In this blog post, I will use the BBC Question Time episode from 2017.12.07 as an example.
The dashboard concept
The dashboard will represent a discussion after each of the “big questions” as a bar chart.
Each bar on the chart should represent piece of text spoken by one person (I will call it a turn, for the rest of this blog post). The height of the bar will be proportional to the number of words contained in a turn. For the chart not to be dominated by a few very long remarks, I will use a logarithmic scale for number of words. I will colour bars according to who actually spoke (i.e. the host, the audience, or the panellists)
OK, let us see how the above idea works in practice. To make the name “dashboard” a bit more justified I added two interactive superpowers to the bar graphs. If you hoover over each bar, a tool-tip with the exact turn text should pop-up after a little delay. You can also click on each bar to play the video near that turn (opens in a new window). This is not very accurate, however.
So here are the “big questions” discussed on the show 2017.12.07 in a “dashboardised” form:
A closer look at the above charts reveals the following:
The bar charts are scaled to the question most discussed in the show. So you immediately see that Q1 had the most turns, whereas the Q4 had the fewest. Note that this is calculated in the number of turns, which does not always translate to time. However, in this case both measures agree.
Over each bar chart you have the statistics of turns. In all four questions the host took roughly one third of all the turns. However, notice that his points are usually very short (around 10 words). The audience also is allowed for 10–15% of turns.
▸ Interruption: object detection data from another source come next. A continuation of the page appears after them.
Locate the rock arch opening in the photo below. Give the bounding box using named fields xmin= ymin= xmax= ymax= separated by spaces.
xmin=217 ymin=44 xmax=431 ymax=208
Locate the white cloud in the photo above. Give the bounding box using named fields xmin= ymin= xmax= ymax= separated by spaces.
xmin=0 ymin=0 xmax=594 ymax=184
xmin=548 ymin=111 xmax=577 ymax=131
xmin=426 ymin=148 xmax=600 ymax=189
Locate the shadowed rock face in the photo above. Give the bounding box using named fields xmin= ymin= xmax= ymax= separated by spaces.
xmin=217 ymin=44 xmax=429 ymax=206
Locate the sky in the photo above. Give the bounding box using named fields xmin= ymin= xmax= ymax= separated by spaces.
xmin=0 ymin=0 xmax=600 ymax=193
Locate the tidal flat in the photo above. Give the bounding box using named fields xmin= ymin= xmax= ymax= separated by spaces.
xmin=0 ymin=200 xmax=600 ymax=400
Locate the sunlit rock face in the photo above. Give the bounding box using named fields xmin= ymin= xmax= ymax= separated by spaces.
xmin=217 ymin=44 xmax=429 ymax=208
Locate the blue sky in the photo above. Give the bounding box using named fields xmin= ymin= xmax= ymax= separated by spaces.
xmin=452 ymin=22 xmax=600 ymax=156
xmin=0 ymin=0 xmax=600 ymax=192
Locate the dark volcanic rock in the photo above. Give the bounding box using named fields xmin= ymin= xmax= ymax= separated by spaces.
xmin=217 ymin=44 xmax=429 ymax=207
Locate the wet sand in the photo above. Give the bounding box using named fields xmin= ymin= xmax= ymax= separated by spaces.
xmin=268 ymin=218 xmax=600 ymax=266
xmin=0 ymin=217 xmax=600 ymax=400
These are, however, longer than those of David Dimbleby.
The chart lets you easily locate the points with a discussion between the panellist without David Dimbleby interfering. Just look for orange-yellow stripes.
Of course the obtained graphs could be extended in many ways. For me the two ‘nice-to-haves’ are:
It would be great to have the turns separated in between all of the five panellists. However, this seems very difficult to handle automatically with reasonable accuracy.
To do visualisations one has to know what were the “big questions” discussed during the show. This seems easier to automate. I will be looking into that in the next post…
I thank the whole Full Fact Crew, especially the Digital Team and Lev Konstantinovskiy for the creative atmosphere and many hints during the project. I heartily recommend working with Full Fact, either as a volunteer or within any other opportunity at hand.